NEW YORK/LONDON, Jan 9 (Reuters)US— Treasury yields retreated from an eight-month high on Thursday while the dollar strengthened against major currencies. Markets weighed the Federal Reserve’s interest rate cut moves amid US economic resilience.
The benchmark 10-year US Treasury yield fell 0.45 basis points to 4.689%. It had reached a peak of 4.73% on Wednesday, the highest since April 2024. The closely watched US monthly payrolls report will shed some clues to the Fed on policy on Friday. Markets already fully price just one 25-basis-point cut in the US federal funds rate for all of 2025.
Yields have come down a little bit heading into Friday’s payroll number, and it’s indicative of the level of concern, which is that maybe the move in yields has been overdone, said Drew Matus, chief market strategist at MetLife Investment Management in New Jersey.
A further reading of the Fed’s minutes for its December policy meeting, released Wednesday, showed that officials were getting anxious about President-elect Donald Trump’s proposed tariffs and immigration policies as possibly dragging out the battle against inflation.
A market selloff in Treasuries continued on Wednesday after a CNN report that President-elect Donald Trump was considering declaring a national economic emergency to provide a legal justification for a series of universal levies on allies and adversaries.
US stock markets were closed on Thursday to mark the funeral of former US president Jimmy Carter. US bond markets close early at 2 p.m.

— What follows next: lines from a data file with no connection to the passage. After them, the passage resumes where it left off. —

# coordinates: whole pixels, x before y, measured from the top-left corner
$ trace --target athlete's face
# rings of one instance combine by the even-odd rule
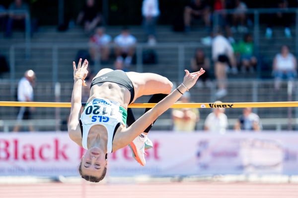
[[[83,175],[100,177],[107,165],[105,153],[97,147],[88,149],[83,157],[81,169]]]

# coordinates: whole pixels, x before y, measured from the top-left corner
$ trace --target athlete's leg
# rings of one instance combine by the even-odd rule
[[[135,101],[144,95],[156,94],[169,94],[171,93],[173,84],[167,78],[152,73],[127,72],[132,81],[135,90]]]
[[[167,94],[154,94],[153,96],[152,96],[152,97],[151,97],[151,98],[149,99],[149,101],[148,101],[148,103],[158,103],[164,98],[165,98],[165,97],[166,97],[167,96]],[[146,108],[146,109],[145,109],[145,113],[147,112],[150,109],[151,109],[151,108]],[[135,116],[134,115],[133,110],[131,108],[129,108],[127,109],[127,120],[126,121],[126,124],[128,126],[130,126],[135,121],[136,118],[135,118]],[[145,134],[148,134],[150,131],[150,129],[151,129],[151,128],[152,127],[152,126],[153,125],[154,122],[155,121],[153,122],[153,123],[151,125],[150,125],[149,126],[148,126],[148,127],[147,127],[147,128],[145,129],[143,133]]]
[[[167,95],[162,94],[154,94],[149,99],[149,103],[157,103],[163,99]],[[147,108],[145,110],[145,113],[148,111],[150,108]],[[136,121],[134,116],[133,111],[131,108],[129,108],[127,113],[127,124],[130,126]],[[149,149],[153,147],[153,144],[150,140],[147,137],[147,134],[151,129],[152,126],[155,122],[155,121],[147,127],[144,132],[137,137],[133,142],[129,145],[133,152],[133,157],[140,163],[142,165],[144,166],[146,163],[146,160],[145,157],[145,150]]]

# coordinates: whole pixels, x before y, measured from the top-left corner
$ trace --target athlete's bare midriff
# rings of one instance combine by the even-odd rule
[[[87,102],[94,99],[108,99],[120,103],[127,109],[131,94],[125,87],[111,82],[105,82],[93,85],[90,90]]]

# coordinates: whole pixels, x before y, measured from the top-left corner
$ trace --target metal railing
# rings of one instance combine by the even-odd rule
[[[8,98],[13,98],[10,93],[9,83],[0,82],[0,100],[8,100]],[[73,83],[61,83],[59,86],[54,85],[47,82],[37,82],[34,88],[35,101],[69,102],[71,97]],[[196,85],[190,91],[191,95],[191,101],[199,102],[210,102],[215,101],[214,95],[216,90],[216,82],[211,82],[209,85],[201,87]],[[288,101],[292,99],[298,101],[298,82],[295,82],[293,92],[288,92],[288,85],[287,83],[282,83],[278,92],[275,90],[274,83],[272,81],[230,81],[227,83],[228,95],[222,99],[224,102],[257,102],[257,101]],[[84,88],[85,89],[85,88]],[[86,88],[88,90],[88,88]],[[84,91],[84,90],[83,90]],[[83,95],[88,93],[83,92]],[[86,99],[82,101],[85,102]],[[149,99],[144,96],[138,99],[139,102],[147,102]],[[14,100],[15,99],[13,99]],[[206,108],[200,109],[200,121],[198,123],[198,130],[203,129],[203,126],[207,115],[212,110]],[[298,109],[297,108],[255,108],[254,111],[260,117],[265,130],[293,130],[298,129]],[[134,112],[138,118],[144,114],[144,109],[134,109]],[[70,109],[66,108],[36,108],[33,114],[34,119],[49,119],[48,124],[51,131],[60,131],[61,129],[62,121],[64,123],[67,120]],[[232,126],[236,118],[242,114],[242,109],[239,108],[226,109],[226,114],[228,118],[229,128]],[[0,127],[5,127],[5,131],[11,129],[14,123],[13,121],[6,122],[6,120],[12,120],[16,118],[17,109],[14,107],[0,107]],[[170,110],[163,114],[154,124],[154,129],[158,130],[170,130],[172,123],[171,122]],[[56,121],[54,121],[56,120]],[[38,123],[42,123],[41,120]],[[33,123],[35,122],[33,122]],[[25,122],[25,125],[28,123]],[[44,130],[49,129],[48,127],[41,124],[37,128]],[[22,124],[21,123],[20,124]],[[34,126],[34,125],[33,125]]]
[[[7,15],[11,14],[23,14],[25,15],[25,45],[26,47],[26,55],[28,57],[30,54],[29,50],[31,32],[30,12],[24,10],[0,10],[0,14]]]
[[[113,48],[116,45],[113,44],[109,45],[109,47]],[[27,45],[26,44],[14,44],[10,46],[9,49],[9,62],[10,67],[10,80],[11,82],[14,82],[16,80],[16,65],[15,65],[15,50],[18,49],[22,49],[26,48]],[[186,60],[185,58],[185,49],[187,48],[195,48],[198,47],[202,47],[203,46],[200,43],[167,43],[167,44],[159,44],[155,46],[150,46],[147,44],[138,44],[136,45],[136,70],[138,72],[143,72],[144,71],[144,64],[143,61],[143,53],[144,50],[153,49],[153,50],[163,50],[167,48],[175,49],[177,50],[177,56],[173,57],[173,58],[177,58],[178,63],[177,67],[177,79],[181,81],[183,78],[183,73],[181,72],[185,68],[185,63]],[[90,46],[86,45],[85,43],[76,43],[76,44],[31,44],[30,45],[30,49],[50,49],[52,51],[52,72],[51,74],[52,80],[53,84],[58,82],[58,72],[59,67],[61,65],[59,65],[59,57],[58,55],[58,51],[62,49],[75,49],[78,50],[80,49],[88,50]],[[98,47],[96,47],[98,48]],[[99,71],[102,68],[100,63],[100,54],[98,52],[98,50],[96,50],[97,54],[95,60],[94,69],[95,71]],[[192,53],[192,55],[193,53]],[[41,57],[42,58],[42,57]],[[48,58],[48,57],[45,57]],[[70,60],[70,62],[71,62]],[[43,63],[40,62],[40,64],[43,64]],[[45,66],[45,65],[44,65]],[[49,79],[46,79],[48,80]],[[12,88],[14,89],[14,88]]]
[[[219,21],[221,15],[222,14],[239,14],[239,10],[234,9],[224,9],[221,10],[216,10],[214,13],[214,28],[215,31],[217,31],[219,26]],[[277,13],[286,13],[295,14],[295,49],[296,55],[298,56],[298,9],[295,8],[251,8],[246,9],[241,13],[245,14],[253,15],[253,36],[255,53],[259,55],[259,44],[261,42],[260,40],[260,15],[274,14]],[[273,19],[272,19],[272,20]]]

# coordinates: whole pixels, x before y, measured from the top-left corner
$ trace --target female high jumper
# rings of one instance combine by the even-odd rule
[[[99,182],[105,176],[106,153],[129,144],[136,159],[145,165],[147,133],[151,125],[205,72],[202,68],[191,73],[185,70],[183,83],[171,93],[173,84],[159,75],[101,69],[92,80],[90,96],[79,119],[82,85],[88,74],[88,61],[85,60],[81,66],[81,62],[80,59],[76,68],[73,62],[74,84],[68,132],[73,141],[87,149],[79,172],[83,178],[93,182]],[[147,109],[137,120],[131,118],[127,128],[128,105],[142,96],[151,95],[153,95],[149,102],[164,98],[152,108]]]

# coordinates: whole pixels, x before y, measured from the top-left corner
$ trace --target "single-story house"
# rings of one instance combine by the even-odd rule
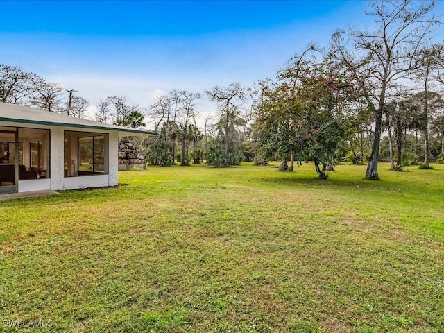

ET (1900 GMT).
“I put the fair value 10-year yield at 4.50%, and yet we’re still at 4.66% headed into a report that will either show continuing strength in the labor market, in which case the rate cuts aren’t the right thing to be doing or show labor weakness and will ratify the Fed’s view of the world against the backdrop of inflation that remains elevated and a high degree of uncertainty in policy and economic outcomes,” Matus said.